Wednesday, April 1, 2009

Fear

I'm tired. I'm think I'm tired because I'm always afraid and being afraid while appearing indifferent takes even more energy than just riding the wave of afraid. I'm very good at it but it still takes energy. BS has got me thinking which I appreciate, trying to identify the common themes between emotions of my formative years and my present malcontent. I feel I am skirting the edges of yet another epiphany. Not sure the newest epiphany, when it comes, will be worth anything, i.e. bring about a dramatic change in the way I move about life but I do think BS might be on to something. I've understood that my upbringing has made me who I am, it has made everyone who they are to some extent. But for all my introspection, moody self-absorbed posting, and confidence in my sometimes painful self-awareness, I think I'm finally getting a new way to consider old problems. I won't be cured of being me but I may make better decisions if I better understood the push-pull anxiety and emptiness of the jobs I've chosen and their relationship to the dynamic between my father and I growing up. I don't think it will drive me to seek a new career, rather, my hope is to approach the work with a lighter hand, heart, and mind. I love to daydream of a career in writing but a good statistician would tell you I'm more likely to work to a pensioner's age and if I'm lucky, live off my savings until life takes its natural course. I will remain famous in very small circles for things I did when I was 2, for the fender bender I had when I was 18, for 101 stupid things I've said or done in the presence of witnesses, and for several less than 101 nice things I did for friends or strangers.
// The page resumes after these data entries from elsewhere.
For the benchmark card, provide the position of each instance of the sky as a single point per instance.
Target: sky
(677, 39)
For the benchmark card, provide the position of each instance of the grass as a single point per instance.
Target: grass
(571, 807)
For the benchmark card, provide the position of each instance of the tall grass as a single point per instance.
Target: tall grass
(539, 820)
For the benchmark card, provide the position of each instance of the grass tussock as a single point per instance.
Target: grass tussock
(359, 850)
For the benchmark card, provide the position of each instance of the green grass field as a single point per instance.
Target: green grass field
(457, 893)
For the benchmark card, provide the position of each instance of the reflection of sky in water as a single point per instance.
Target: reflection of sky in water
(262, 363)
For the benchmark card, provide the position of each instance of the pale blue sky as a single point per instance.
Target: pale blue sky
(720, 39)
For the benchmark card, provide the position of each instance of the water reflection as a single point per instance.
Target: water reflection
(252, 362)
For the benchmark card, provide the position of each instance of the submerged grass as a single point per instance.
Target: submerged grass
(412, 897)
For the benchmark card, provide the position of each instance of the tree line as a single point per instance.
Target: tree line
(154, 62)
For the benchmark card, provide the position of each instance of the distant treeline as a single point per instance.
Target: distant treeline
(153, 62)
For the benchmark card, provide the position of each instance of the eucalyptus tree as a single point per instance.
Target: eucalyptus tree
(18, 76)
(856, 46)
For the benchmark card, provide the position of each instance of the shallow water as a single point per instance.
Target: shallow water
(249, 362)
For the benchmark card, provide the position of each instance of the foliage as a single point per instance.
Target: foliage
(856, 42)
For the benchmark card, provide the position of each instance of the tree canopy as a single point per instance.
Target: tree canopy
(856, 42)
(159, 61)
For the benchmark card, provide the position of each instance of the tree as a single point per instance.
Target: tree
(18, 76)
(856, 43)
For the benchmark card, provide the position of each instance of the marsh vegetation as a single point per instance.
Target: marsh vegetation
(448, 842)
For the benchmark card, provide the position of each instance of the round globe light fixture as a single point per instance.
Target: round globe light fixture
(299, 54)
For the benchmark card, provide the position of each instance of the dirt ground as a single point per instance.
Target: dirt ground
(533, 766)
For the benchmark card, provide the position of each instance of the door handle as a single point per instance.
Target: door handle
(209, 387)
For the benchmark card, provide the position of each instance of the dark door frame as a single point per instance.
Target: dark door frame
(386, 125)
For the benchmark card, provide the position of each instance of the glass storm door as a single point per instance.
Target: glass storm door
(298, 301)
I'm happy I will leave this earth one day with a prominent 2 inch scar on my bicep; courtesy of the dog, a strange bump on my right thumb, suggestive of a past mangling; courtesy of a dog, a series of small burn scars on my right arm; one from a ridiculous straightening comb incident, the other from a spent M-16 shell casing, and all other manner of evidence of good stories in the roughs and tumbles of living.